A mesma nota informativa esclarece que um produto registado como Especialidade Tradicional Garantida fica “protegido contra falsificação e uma utilização indevida”. Isto porque, no caderno de especificações submetido à Comissão Europeia, é referido que “aparecem por vezes receitas que abrangem uma vasta gama de apresentações de Sopa da Pedra de Almeirim que utilizam ingredientes que não são contemplados na receita genuína”.

O registo determina que o nome Sopa da Pedra de Almeirim “refere-se a um produto específico, elaborado com determinados ingredientes (e apenas esses), em conformidade com o caderno de especificações do produto e que cumpre determinado método de obtenção”.
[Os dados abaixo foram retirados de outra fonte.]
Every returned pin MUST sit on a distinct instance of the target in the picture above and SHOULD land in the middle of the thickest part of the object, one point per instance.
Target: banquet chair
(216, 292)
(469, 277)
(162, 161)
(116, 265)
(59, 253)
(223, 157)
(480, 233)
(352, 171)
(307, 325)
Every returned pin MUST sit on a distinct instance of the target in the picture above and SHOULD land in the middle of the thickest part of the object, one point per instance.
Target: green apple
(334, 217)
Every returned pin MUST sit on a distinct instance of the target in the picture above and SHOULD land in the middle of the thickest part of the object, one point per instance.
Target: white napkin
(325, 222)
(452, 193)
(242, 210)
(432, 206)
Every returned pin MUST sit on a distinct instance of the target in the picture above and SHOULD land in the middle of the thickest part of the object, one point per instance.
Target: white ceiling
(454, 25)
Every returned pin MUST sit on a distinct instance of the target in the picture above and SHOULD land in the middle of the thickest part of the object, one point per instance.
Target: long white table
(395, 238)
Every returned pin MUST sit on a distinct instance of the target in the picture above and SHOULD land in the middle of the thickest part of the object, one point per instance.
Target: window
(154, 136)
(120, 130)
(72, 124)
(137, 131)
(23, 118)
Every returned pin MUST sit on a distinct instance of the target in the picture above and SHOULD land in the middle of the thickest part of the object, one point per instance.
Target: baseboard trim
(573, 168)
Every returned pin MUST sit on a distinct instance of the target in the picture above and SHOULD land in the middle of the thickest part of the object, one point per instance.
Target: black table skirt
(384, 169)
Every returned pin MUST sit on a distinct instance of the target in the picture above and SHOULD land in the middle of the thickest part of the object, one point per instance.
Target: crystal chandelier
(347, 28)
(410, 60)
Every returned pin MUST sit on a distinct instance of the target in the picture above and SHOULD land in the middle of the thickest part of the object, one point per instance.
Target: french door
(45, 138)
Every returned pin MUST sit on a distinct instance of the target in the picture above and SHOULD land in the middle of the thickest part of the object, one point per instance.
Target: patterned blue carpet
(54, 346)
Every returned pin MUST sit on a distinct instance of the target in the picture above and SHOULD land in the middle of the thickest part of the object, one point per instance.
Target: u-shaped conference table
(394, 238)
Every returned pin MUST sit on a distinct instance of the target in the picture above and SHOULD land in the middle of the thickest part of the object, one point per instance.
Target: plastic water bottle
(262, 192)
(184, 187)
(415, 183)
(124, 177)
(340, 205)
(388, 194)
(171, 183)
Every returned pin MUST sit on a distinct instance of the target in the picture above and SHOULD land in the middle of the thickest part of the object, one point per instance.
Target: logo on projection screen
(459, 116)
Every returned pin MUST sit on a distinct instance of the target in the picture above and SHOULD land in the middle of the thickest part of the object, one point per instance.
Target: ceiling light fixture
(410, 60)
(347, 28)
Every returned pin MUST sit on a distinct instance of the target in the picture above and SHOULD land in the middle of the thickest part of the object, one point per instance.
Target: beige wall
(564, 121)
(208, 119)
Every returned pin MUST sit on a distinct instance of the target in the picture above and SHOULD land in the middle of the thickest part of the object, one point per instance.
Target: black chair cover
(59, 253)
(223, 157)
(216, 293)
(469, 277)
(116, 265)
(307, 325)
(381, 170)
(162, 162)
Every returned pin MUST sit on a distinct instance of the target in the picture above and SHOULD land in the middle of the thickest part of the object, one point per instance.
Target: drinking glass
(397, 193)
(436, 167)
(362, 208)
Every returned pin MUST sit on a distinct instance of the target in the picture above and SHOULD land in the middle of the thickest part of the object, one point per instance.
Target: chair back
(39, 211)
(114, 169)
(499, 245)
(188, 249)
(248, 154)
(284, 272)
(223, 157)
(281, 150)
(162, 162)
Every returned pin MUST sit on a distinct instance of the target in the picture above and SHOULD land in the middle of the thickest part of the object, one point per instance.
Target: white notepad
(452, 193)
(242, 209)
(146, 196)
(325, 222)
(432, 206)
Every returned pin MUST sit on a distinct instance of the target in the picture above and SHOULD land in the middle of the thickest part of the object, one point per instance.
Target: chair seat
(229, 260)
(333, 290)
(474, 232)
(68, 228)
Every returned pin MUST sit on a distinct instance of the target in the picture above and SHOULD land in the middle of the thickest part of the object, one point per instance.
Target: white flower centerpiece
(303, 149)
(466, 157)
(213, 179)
O produto resulta, segundo a publicação, de “um modo de produção, transformação ou composição que corresponde a uma prática tradicional para esse produto ou género alimentício”, confecionado em Almeirim, Santarém.
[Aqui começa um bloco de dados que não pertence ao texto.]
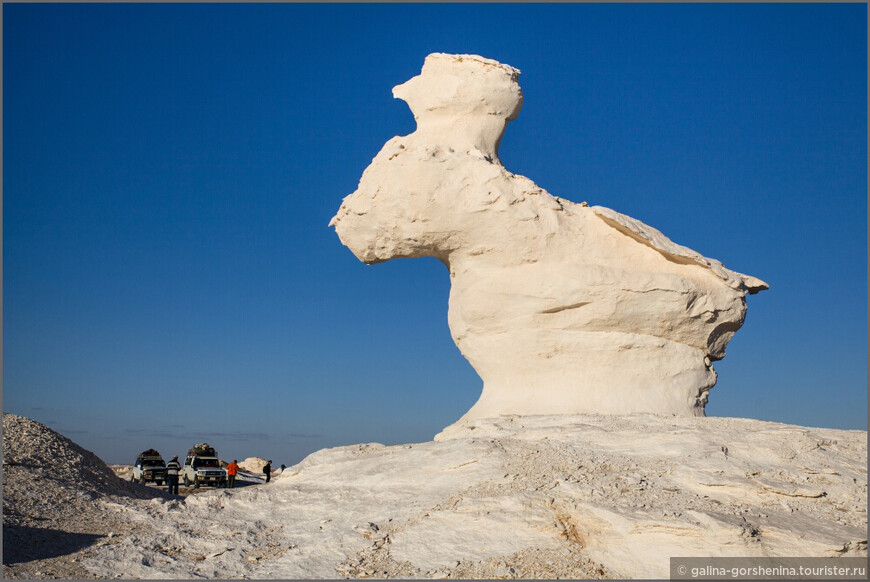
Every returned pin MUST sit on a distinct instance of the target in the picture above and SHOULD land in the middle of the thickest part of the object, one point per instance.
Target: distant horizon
(170, 170)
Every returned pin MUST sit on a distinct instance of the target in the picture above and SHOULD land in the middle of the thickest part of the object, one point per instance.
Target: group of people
(173, 469)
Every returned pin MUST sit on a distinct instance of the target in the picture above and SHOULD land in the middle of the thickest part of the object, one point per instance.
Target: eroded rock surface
(570, 496)
(559, 307)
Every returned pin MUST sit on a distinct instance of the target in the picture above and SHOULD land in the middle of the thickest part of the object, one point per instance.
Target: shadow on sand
(23, 544)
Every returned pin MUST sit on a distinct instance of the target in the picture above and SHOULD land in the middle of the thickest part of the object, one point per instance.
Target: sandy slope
(572, 496)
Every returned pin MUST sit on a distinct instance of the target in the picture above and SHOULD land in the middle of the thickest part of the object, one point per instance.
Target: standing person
(232, 469)
(172, 469)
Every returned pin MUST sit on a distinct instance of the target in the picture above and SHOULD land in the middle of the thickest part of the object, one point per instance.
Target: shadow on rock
(24, 544)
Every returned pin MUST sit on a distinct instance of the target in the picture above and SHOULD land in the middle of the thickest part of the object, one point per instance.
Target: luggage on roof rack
(202, 450)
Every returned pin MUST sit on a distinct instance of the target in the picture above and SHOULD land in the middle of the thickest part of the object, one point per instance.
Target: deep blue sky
(169, 172)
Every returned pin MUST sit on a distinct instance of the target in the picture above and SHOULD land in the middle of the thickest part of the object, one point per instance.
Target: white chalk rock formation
(560, 307)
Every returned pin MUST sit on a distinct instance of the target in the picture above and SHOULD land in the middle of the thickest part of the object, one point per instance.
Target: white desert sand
(580, 496)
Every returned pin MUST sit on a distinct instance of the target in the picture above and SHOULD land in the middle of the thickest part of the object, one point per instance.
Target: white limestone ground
(581, 496)
(559, 307)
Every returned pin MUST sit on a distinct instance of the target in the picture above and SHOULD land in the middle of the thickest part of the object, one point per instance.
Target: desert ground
(575, 496)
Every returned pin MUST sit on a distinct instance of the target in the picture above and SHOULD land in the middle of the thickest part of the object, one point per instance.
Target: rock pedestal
(560, 307)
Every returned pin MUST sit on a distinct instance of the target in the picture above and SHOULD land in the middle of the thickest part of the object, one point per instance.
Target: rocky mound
(54, 494)
(570, 496)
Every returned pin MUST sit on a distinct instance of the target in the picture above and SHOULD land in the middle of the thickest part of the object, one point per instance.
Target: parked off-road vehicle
(149, 467)
(202, 467)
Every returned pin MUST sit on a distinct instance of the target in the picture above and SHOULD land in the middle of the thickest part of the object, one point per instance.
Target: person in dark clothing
(172, 469)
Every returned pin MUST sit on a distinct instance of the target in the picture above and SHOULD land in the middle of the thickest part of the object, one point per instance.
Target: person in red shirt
(232, 470)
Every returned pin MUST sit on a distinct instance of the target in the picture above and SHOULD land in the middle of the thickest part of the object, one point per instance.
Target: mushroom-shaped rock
(560, 307)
A origem do nome da sopa deve-se, oficialmente, “às suas características físicas, uma vez que se trata de um caldo grosso, castanho-avermelhado e com muitos ingredientes, alguém o comparou às pedras que formam o piso de muitas estradas que, ainda hoje, existem na zona histórica de Almeirim”.

No entanto, a sopa da pedra está também ligada à lenda de um monge que mendigou ingredientes para acrescentar a uma pedra com a qual dizia pretender fazer sopa.

Os ingredientes da ‘Sopa da Pedra de Almeirim’ são feijão catarino, batata, chispe e/ou faceira de porco, toucinho, chouriço, morcela e farinheira, cebola, alho, louro, azeite e/ou banha e coentros. O prato começou a ser servido ao público em 1960 no restaurante O Toucinho.

A política de qualidade da UE visa proteger os nomes de produtos específicos, “de modo a promover as suas características únicas associadas à sua origem geográfica e a modos de produção tradicionais”, explica a Comissão Europeia.

Estes estatutos estabelecem também direitos de propriedade intelectual para as iguarias listadas.